Nikolaos Tombazis was born in 1894 at the Greek embassy in St. Petersburg. His father, however, registered him in the municipality of Hydra, the family’s ancestral home. As a child, he was drawn to nature and particularly to the mountains.

His first camera, a Box Brownie No 2, accompanied him to Greece’s archaeological sites and its mountains, which he climbed when he was 16. His first photographs, dating from 1912 to 1916, were gathered into a handcrafted portfolio entitled "Greece—Travels 1912–1916".

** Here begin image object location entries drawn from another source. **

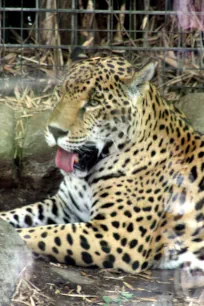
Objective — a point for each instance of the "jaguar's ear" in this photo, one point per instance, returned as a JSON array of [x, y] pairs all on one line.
[[77, 54], [145, 74]]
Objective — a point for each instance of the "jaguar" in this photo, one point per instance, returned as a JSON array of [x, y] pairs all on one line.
[[132, 196]]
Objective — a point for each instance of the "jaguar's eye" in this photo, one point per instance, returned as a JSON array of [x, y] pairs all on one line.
[[93, 103]]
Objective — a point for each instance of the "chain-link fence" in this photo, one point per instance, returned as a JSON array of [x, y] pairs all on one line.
[[36, 37]]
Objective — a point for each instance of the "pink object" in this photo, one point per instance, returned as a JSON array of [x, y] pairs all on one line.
[[65, 160], [187, 14]]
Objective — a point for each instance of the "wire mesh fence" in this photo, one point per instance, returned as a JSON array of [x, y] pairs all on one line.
[[36, 37]]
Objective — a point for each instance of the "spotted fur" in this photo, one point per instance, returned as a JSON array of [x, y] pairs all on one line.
[[142, 204]]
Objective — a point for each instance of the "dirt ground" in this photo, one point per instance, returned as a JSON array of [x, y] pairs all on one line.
[[47, 284]]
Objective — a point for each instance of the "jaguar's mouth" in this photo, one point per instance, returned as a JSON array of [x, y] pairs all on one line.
[[83, 160]]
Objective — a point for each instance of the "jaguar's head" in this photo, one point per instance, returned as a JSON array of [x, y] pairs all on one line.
[[98, 107]]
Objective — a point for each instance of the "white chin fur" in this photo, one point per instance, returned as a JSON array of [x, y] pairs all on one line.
[[76, 172], [50, 139]]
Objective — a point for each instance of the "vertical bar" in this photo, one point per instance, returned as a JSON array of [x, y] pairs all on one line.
[[74, 24], [21, 35]]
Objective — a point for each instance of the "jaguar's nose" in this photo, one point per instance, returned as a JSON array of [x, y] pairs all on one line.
[[57, 132]]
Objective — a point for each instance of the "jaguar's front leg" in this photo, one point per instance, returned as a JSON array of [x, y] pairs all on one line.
[[71, 204]]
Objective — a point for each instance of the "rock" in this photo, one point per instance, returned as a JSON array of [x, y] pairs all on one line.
[[193, 106], [37, 158], [14, 257], [7, 128], [72, 276]]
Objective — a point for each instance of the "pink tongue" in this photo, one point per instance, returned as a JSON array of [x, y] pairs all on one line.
[[65, 160]]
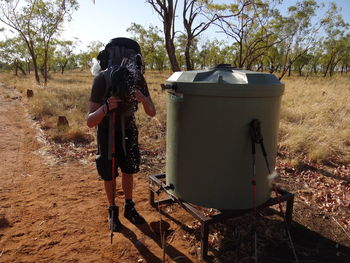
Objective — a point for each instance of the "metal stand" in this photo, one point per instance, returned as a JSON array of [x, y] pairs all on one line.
[[206, 221]]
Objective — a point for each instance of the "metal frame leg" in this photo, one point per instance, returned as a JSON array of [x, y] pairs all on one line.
[[204, 241]]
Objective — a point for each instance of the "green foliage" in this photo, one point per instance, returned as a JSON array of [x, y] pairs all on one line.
[[36, 22], [152, 45]]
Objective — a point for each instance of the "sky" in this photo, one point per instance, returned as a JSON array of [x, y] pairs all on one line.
[[107, 19]]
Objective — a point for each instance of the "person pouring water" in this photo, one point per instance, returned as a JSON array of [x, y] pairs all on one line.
[[122, 71]]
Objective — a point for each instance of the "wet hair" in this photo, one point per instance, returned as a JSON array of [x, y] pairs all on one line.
[[117, 49]]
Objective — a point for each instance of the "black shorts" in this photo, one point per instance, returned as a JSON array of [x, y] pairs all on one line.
[[128, 161]]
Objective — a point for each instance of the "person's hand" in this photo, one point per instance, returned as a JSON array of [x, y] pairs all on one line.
[[113, 102], [139, 96]]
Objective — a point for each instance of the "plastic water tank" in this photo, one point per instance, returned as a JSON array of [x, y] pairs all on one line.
[[209, 152]]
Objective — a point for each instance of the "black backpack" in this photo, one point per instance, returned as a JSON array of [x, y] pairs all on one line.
[[122, 63]]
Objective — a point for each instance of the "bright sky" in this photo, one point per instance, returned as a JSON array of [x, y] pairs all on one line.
[[107, 19]]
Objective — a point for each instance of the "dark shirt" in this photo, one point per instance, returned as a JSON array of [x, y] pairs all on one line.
[[99, 95], [98, 91]]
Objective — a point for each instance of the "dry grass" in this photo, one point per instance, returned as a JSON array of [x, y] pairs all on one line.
[[315, 118], [315, 115]]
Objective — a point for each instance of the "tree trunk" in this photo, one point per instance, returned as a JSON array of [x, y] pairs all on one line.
[[188, 56]]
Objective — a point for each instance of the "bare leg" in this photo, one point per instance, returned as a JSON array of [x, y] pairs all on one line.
[[127, 184], [110, 191]]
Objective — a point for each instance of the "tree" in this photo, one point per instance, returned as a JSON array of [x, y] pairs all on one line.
[[336, 42], [193, 9], [37, 22], [84, 58], [250, 25], [167, 10], [14, 53], [152, 45], [298, 33], [63, 54]]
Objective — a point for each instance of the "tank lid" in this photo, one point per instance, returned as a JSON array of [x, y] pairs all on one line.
[[225, 80]]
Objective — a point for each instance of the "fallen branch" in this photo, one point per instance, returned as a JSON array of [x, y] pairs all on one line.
[[346, 233]]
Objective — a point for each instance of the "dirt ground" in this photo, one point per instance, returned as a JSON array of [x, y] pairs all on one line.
[[52, 211]]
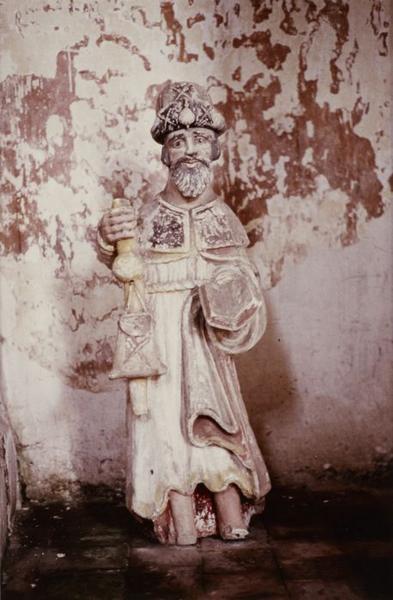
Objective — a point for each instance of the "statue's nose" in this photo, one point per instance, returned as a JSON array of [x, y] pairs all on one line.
[[190, 147]]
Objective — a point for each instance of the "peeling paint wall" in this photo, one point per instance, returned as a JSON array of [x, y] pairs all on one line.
[[304, 86]]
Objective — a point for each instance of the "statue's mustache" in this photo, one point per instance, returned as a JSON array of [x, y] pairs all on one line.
[[190, 159]]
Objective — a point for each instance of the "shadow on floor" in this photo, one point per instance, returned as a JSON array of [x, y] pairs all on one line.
[[308, 546]]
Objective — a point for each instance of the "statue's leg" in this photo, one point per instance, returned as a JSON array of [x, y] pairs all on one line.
[[229, 514], [183, 517]]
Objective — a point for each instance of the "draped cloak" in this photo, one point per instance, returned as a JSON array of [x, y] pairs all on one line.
[[194, 436]]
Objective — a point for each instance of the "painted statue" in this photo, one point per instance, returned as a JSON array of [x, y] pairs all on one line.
[[193, 301]]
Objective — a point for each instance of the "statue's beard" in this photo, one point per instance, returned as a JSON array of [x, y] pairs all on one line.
[[191, 181]]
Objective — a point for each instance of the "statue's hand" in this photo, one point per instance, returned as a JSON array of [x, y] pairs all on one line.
[[118, 224]]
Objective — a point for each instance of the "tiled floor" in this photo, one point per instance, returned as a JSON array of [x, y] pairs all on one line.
[[306, 546]]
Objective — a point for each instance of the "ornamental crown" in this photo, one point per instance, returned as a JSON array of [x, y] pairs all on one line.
[[182, 105]]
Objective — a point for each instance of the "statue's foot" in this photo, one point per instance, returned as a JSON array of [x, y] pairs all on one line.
[[233, 533], [186, 539]]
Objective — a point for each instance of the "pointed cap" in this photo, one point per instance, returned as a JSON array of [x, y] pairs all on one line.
[[184, 104]]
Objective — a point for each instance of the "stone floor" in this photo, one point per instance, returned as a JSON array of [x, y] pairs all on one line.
[[306, 546]]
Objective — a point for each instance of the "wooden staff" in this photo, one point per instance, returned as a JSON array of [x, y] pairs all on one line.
[[128, 268]]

At the age of 18, he was hired by the Rallis Brothers Company and sent to India as a trading agent. For the next 30 years he applied himself to photography, as well as to mountain climbing, fishing and breeding pedigree dogs. He was familiar with most of the Himalayan peaks, as well as the Swiss Alps, where he would spend his holidays and which he photographed extensively. In 1925 he organised a mountain climbing expedition to Mount Sikkim in the Himalayas, which resulted in the publication of his "Account of a Photographic Expedition to the Southern Glaciers of Kangchenjunga in the Sikkim Himalaya". He became a member of the Royal Photographic Society in London and treasurer of the Photographic Society of Calcutta. While in India, he organised two photography exhibits in Calcutta and one in Karachi. The birth of his children provided him with another beloved and tender subject for his camera.

In 1945, he received a pension from the Rallis Brothers and returned to Greece, where he became a professional photographer. In 1950, he began working mainly as an archaeological photographer. In collaboration with the Archaeological Society he recorded the excavations by the archaeologists Takis Theocharis at the Askitario site at Rafina and Ioannis Papadimitriou at Brauron and Merenta. His detailed record of the excavation process and documentation of the findings established him as one of the best photographers in the field.

At the same time he photographed the landscapes and rural dwellers of the Greek countryside, endowing future generations with valuable historical evidence about features of the land and people’s daily life. His love of the Greek landscape and monuments -ancient and Byzantine- ensured him a permanent collaboration with the Ministry of Tourism. His photographs illustrated archaeological publications and, during the 1950’s, were published in tourism brochures and guides.

Of great interest, for both its artistic excellence as well as its documentary value, is his series of photographs of Mount Athos, which he visited in 1962. Tombazis systematically recorded the architecture of the monasteries, the art treasures and daily life of the monks in the Athos community. Some of the Mount Athos photographs were exhibited in 1962 at the British Council, entitled "Nikolaos Tombazis: An exhibition of Photographs of Mount Athos". 

The archive, which numbers approximately 30,000 negatives and a great many original exhibition prints, is fully organised in handcrafted albums and attractive boxes and reflects the affection and artistic temperament of a cosmopolitan, and -why not- aristocratic photographer. Nikolaos Tombazis was awarded the distinction of becoming a member of the Fédération de l’Art Photographique of Switzerland. In 1997, his descendants donated his archive to the Benaki Museum’s Photographic Archives.